Der Kläger begehrte - soweit im Revisionsverfahren noch relevant - die Beklagte schuldig zu erkennen, der Löschung des auf der Liegenschaft EZ ***** einverleibten Belastungs- und Veräußerungsverbots zuzustimmen. Der Kläger begründete dies im Wesentlichen damit, dass nunmehr auch die Beklagte die Führung des Gast- und Campingplatzbetriebs aufgegeben habe und somit die Geschäftsgrundlage in Form der Vermeidung von Steuernachteilen weggefallen sei.

Dies bestritt die Beklagte insbesondere mit dem Vorbringen, dass Gegenstand der Vereinbarung des Veräußerungs- und Belastungsverbots auch der Erhalt der Liegenschaft im Familienkreis gewesen sei.

Das Erstgericht gab dem Löschungsbegehren statt. Es vertrat die Rechtsansicht, dass mit dem Wegfall drohender Steuernachforderungen die Geschäftsgrundlage für das Belastungs- und Veräußerungsverbot weggefallen sei.

Das Berufungsgericht änderte das Ersturteil im Sinne einer Klagsabweisung ab. Es vertrat die Rechtsauffassung, dass weder eine allgemeine noch eine im Speziellen vereinbarte Geschäftsgrundlage weggefallen sei. Insbesondere seien die Erklärungen bei Vertragsabschluss nicht ausreichend deutlich gewesen, um Steuervorteile als das einzige Motiv für die Vereinbarung des Veräußerungs- und Belastungsverbots zu sehen. Es sprach aus, dass die Revision zulässig sei, weil zu den Voraussetzungen des Wegfalls der Geschäftsgrundlage eines vereinbarten Belastungs- und Veräußerungsverbots keine unmittelbar übertragbare Judikatur des Obersten Gerichtshofs bestehe.

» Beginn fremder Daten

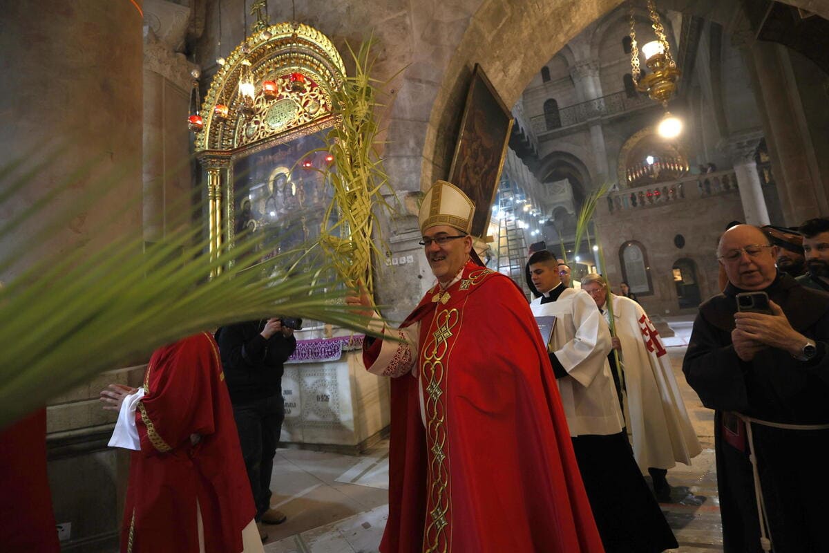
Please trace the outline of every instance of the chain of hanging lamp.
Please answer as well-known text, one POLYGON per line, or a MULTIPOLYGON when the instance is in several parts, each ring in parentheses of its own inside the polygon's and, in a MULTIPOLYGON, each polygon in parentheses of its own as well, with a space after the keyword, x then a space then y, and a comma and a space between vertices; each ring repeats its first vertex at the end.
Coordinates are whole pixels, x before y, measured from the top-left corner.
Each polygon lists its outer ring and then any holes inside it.
POLYGON ((642 68, 639 66, 639 46, 636 41, 636 20, 633 15, 633 2, 630 2, 630 66, 633 82, 639 82, 642 68))
POLYGON ((659 18, 659 14, 657 13, 653 0, 647 0, 647 14, 653 23, 653 32, 657 33, 657 38, 659 39, 659 41, 665 47, 665 57, 667 60, 668 65, 671 67, 676 67, 676 64, 673 61, 673 56, 671 56, 671 45, 668 44, 668 39, 665 36, 665 29, 662 27, 662 22, 659 18))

Gegen diese Entscheidung richtet sich die Revision des Klägers mit dem Antrag, das angefochtene Urteil dahin abzuändern, dass das Urteil des Erstgerichts wiederhergestellt werde; hilfsweise wird ein Aufhebungsantrag gestellt.

Die Beklagte beantragte die Zurückweisung der Revision mangels Geltendmachung einer erheblichen Rechtsfrage, in eventu, der Revision nicht Folge zu geben.

Rechtliche Beurteilung

Entgegen dem den Obersten Gerichtshof nicht bindenden Zulassungsausspruch ist die Revision nicht zulässig.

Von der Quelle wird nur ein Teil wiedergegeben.